The Content Navigator empowers users to swiftly search for specific information across multiple uploaded documents in various formats. It's designed with a user-friendly interface and powerful search capabilities, making it a breeze to find relevant data in large sets of documents.
- Multi-Format Support: Upload and search across documents in various formats such as 'pdf', 'doc', 'docx', 'csv', 'json', 'txt', 'htm', 'html', 'ppt', and 'pptx'.
- Flexible Search Options: Specify the exact information you want to search for in each document.
- Traceability: View search results along with a trace of the relevant documents.
- Scalability: Handle large content by integrating with external vector databases using PineCone API.
Please note that by default, the app tries to use in-memory embedding for all document content.

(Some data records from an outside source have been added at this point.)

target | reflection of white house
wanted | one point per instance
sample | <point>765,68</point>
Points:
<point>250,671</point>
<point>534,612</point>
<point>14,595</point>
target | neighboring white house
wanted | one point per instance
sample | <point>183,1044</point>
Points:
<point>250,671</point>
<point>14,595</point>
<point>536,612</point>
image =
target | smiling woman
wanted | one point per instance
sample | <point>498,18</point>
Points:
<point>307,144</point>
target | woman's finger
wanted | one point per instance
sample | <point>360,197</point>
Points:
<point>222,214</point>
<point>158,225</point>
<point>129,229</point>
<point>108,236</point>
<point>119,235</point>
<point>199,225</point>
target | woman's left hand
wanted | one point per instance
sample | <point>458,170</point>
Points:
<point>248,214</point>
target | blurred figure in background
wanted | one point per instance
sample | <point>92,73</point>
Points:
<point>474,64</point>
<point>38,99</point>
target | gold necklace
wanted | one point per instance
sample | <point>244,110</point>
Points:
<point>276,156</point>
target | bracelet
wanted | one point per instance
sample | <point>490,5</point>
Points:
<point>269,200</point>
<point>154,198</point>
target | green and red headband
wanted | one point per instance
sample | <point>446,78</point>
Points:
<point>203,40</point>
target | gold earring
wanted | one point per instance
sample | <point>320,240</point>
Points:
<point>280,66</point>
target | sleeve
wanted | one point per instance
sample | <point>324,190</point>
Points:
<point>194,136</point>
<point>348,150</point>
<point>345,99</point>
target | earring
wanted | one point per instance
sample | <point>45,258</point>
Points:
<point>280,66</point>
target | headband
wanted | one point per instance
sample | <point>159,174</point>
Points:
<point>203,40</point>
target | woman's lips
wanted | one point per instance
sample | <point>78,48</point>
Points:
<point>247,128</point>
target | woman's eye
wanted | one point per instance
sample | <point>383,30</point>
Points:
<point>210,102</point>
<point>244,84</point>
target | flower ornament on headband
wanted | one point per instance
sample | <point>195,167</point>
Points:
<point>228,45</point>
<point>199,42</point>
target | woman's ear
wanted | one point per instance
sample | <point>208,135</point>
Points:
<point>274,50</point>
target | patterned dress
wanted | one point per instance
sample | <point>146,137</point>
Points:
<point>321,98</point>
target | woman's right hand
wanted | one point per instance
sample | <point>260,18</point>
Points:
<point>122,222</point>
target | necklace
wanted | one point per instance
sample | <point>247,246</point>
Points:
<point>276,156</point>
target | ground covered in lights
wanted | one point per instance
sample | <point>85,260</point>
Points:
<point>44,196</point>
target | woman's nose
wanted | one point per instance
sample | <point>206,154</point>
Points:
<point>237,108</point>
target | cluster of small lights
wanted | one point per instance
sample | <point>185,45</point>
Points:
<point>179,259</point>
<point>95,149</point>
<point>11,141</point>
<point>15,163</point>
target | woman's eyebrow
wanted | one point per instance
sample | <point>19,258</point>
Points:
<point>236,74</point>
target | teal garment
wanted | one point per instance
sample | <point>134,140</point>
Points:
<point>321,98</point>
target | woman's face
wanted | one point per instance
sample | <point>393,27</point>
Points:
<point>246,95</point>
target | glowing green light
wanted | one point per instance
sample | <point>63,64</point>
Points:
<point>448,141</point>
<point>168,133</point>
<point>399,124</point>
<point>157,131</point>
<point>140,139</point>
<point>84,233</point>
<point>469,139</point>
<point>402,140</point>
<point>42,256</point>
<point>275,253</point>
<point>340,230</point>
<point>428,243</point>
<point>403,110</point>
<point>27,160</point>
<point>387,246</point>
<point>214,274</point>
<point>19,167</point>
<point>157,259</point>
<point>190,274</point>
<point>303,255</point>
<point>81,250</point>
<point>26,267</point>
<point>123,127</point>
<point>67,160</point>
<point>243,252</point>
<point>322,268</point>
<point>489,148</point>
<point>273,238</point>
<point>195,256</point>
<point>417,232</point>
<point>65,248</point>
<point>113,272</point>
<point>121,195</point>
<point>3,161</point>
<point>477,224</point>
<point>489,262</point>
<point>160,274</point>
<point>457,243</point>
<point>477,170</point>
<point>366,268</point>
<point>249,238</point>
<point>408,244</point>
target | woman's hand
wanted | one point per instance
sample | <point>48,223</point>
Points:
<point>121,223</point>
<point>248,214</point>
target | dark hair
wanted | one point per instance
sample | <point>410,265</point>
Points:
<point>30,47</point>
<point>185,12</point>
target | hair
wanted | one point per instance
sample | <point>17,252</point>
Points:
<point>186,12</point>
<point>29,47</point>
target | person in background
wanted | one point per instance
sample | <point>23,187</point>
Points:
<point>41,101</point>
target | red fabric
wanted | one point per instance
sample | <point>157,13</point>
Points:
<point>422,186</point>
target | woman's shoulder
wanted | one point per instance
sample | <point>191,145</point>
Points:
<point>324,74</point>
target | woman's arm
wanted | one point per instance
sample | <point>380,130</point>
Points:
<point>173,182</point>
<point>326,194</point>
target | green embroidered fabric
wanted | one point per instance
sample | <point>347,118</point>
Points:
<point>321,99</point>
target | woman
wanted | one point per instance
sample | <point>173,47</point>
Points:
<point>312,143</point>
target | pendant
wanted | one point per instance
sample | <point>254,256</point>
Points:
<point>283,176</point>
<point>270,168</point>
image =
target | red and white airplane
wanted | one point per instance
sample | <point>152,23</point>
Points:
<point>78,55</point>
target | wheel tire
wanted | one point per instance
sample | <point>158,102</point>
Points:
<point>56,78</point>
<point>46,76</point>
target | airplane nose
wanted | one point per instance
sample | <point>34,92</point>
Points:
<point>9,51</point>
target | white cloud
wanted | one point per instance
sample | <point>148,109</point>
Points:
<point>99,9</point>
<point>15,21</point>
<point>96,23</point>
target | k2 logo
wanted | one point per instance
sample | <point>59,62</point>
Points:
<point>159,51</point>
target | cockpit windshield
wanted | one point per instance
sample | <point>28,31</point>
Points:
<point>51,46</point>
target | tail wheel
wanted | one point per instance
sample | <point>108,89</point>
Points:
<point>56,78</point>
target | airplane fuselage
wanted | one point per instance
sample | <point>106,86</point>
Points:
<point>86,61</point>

However, in case of extensive content combining all uploaded documents, the app conveniently uses the PineCone Vector Database.
We split the UI into two pieces to accommodate details in snapshots.
-
Clone the repository:
git clone https://github.com/your-username/document-searcher.git
-
Navigate to the project directory
cd document-searcher
-
Install Poetry using pip (if not already installed):
pip install poetry
-
Activate the virtual environment using Poetry:
pip shell
-
Install the project dependencies using Poetry:
poetry install
Create a .env
file in the root directory of the project:
-
Add your own OpenAI API key as:
OPENAI_API_KEY = 'your-key-here'
-
In order to handle large document content, the app will use
PineCone
vector database. Please set up your PineCone API key:PINECONE_API_KEY = 'your_pinecone_api_key'
-
After installing the dependencies, you can run the Streamlit app in the root directory by executing the following command:
streamlit run app.py
-
Please follow the prompts and upload your documents in the permitted formats.
-
Specify the information you want to search for.
-
The app will search the requested information, display the results and the trace of relevant documents.
This project is licensed under the MIT License - see the LICENSE file for details.